The International Simutrans Forum

 

Author Topic: Losses of synchronisation with mismatching convoy debug sums  (Read 406 times)

0 Members and 1 Guest are viewing this topic.

Offline freddyhayward

  • Devotee
  • *
  • Posts: 451
  • Languages: EN
Losses of synchronisation with mismatching convoy debug sums
« on: September 16, 2020, 10:23:56 PM »
In my record of desyncs currently from 12/9/20-17/9/20, nearly ~60% (currently 17) have had the convoy debug sums mismatching (and all other checklist records matching perfectly).
The first (debug_sum[0]) is updated by adding the mantissa of some floating point value when each convoy is processed.
The second (debug_sum[1]) is the same but multiplied with the internal ID of the convoy. In all cases, the first and the second were mismatched together, but I wasn't able to discern the internal ID of the offending convoy(s) in any case.

https://docs.google.com/spreadsheets/d/1Jwa-5G6aXfkrCrPYLQvDbYt7LqYMgYapW8hyOF9IB3s/edit#gid=0

Offline freddyhayward

  • Devotee
  • *
  • Posts: 451
  • Languages: EN
Re: Losses of synchronisation with mismatching convoy debug sums
« Reply #1 on: September 27, 2020, 11:15:29 AM »
As of now, there have been 35 recorded desyncs (of the total 70) with debug_sum[0] mismatching. What I have found is that these sums overflow so frequently between each check that it is almost always impossible to determine the unsynchronised convoy, assuming there is only one. I've made a change that significantly reduces the size of these sums so that they should be easier to investigate, here: https://github.com/jamespetts/simutrans-extended/pull/285

Offline jamespetts

  • Simutrans-Extended project coordinator
  • Administrator
  • *
  • Posts: 20326
  • Cake baker
    • Bridgewater-Brunel
  • Languages: EN
Re: Losses of synchronisation with mismatching convoy debug sums
« Reply #2 on: September 27, 2020, 12:03:14 PM »
Thank you for your work on this: I have now incorporated your debugging change.

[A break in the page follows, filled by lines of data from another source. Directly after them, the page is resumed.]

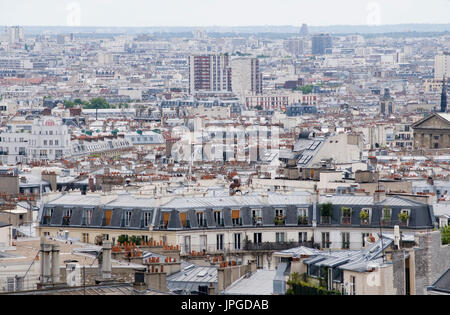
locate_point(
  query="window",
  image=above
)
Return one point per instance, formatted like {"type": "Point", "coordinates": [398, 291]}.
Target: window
{"type": "Point", "coordinates": [257, 238]}
{"type": "Point", "coordinates": [219, 242]}
{"type": "Point", "coordinates": [127, 220]}
{"type": "Point", "coordinates": [237, 241]}
{"type": "Point", "coordinates": [187, 244]}
{"type": "Point", "coordinates": [236, 217]}
{"type": "Point", "coordinates": [365, 215]}
{"type": "Point", "coordinates": [364, 237]}
{"type": "Point", "coordinates": [147, 218]}
{"type": "Point", "coordinates": [218, 218]}
{"type": "Point", "coordinates": [279, 212]}
{"type": "Point", "coordinates": [353, 285]}
{"type": "Point", "coordinates": [203, 243]}
{"type": "Point", "coordinates": [85, 237]}
{"type": "Point", "coordinates": [325, 240]}
{"type": "Point", "coordinates": [345, 240]}
{"type": "Point", "coordinates": [280, 236]}
{"type": "Point", "coordinates": [108, 215]}
{"type": "Point", "coordinates": [88, 216]}
{"type": "Point", "coordinates": [302, 214]}
{"type": "Point", "coordinates": [257, 216]}
{"type": "Point", "coordinates": [201, 219]}
{"type": "Point", "coordinates": [386, 218]}
{"type": "Point", "coordinates": [302, 237]}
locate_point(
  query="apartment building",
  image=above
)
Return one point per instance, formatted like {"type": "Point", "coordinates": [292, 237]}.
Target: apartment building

There are such a wide range of things that might cause a code divergence first to manifest itself in a difference in convoy movement that any additional information or precision is likely to be useful.

Offline freddyhayward

  • Devotee
  • *
  • Posts: 451
  • Languages: EN
Re: Losses of synchronisation with mismatching convoy debug sums
« Reply #3 on: October 06, 2020, 07:47:53 AM »
I have pushed another change (https://github.com/jamespetts/simutrans-extended/pull/287) that adds two new convoy debug sums. The first is the sum of state indexes (e.g. reversing, loading, waiting for clearance) while the second is the sum of these indexes multiplied by the convoy ID. The purpose of this is to discern whether the mismatch results from differing states or small variations of movement within the same state.

Offline ceeac

  • Devotee
  • *
  • Posts: 212
Re: Losses of synchronisation with mismatching convoy debug sums
« Reply #4 on: October 08, 2020, 06:04:54 AM »
I think I found the issue (or at least a closely related one):
Code: [Select]
==================
WARNING: ThreadSanitizer: data race (pid=2827)
  Write of size 4 at 0x7b9c021439f0 by main thread:
    #0 convoi_t::warten_bis_weg_frei(int) /home/ceeac/Projects/code/simutrans-ex/simconvoi.cc:2826:11 (simutrans-extended+0xad829b)
    #1 vehicle_t::hop_check() /home/ceeac/Projects/code/simutrans-ex/vehicle/simvehicle.cc:1618:9 (simutrans-extended+0xcb4e10)
    #2 vehicle_base_t::do_drive(unsigned int) /home/ceeac/Projects/code/simutrans-ex/vehicle/simvehicle.cc:373:45 (simutrans-extended+0xcaa271)
    #3 road_vehicle_t::do_drive(unsigned int) /home/ceeac/Projects/code/simutrans-ex/vehicle/simvehicle.cc:4419:46 (simutrans-extended+0xccbffb)
    #4 convoi_t::sync_step(unsigned int) /home/ceeac/Projects/code/simutrans-ex/simconvoi.cc:1333:30 (simutrans-extended+0xac37e4)
    #5 karte_t::sync_list_t::sync_step(unsigned int) /home/ceeac/Projects/code/simutrans-ex/simworld.cc:4818:14 (simutrans-extended+0xc48156)
    #6 karte_t::sync_step(unsigned int, bool, bool) /home/ceeac/Projects/code/simutrans-ex/simworld.cc:4890:8 (simutrans-extended+0xc485cc)
    #7 karte_t::interactive(unsigned int) /home/ceeac/Projects/code/simutrans-ex/simworld.cc:11001:6 (simutrans-extended+0xc6abef)
    #8 simu_main(int, char**) /home/ceeac/Projects/code/simutrans-ex/simmain.cc:1396:9 (simutrans-extended+0xb8d325)
    #9 sysmain(int, char**) /home/ceeac/Projects/code/simutrans-ex/sys/simsys.cc:830:9 (simutrans-extended+0xc80fca)
    #10 main /home/ceeac/Projects/code/simutrans-ex/sys/simsys_posix.cc:191:10 (simutrans-extended+0xd5afbf)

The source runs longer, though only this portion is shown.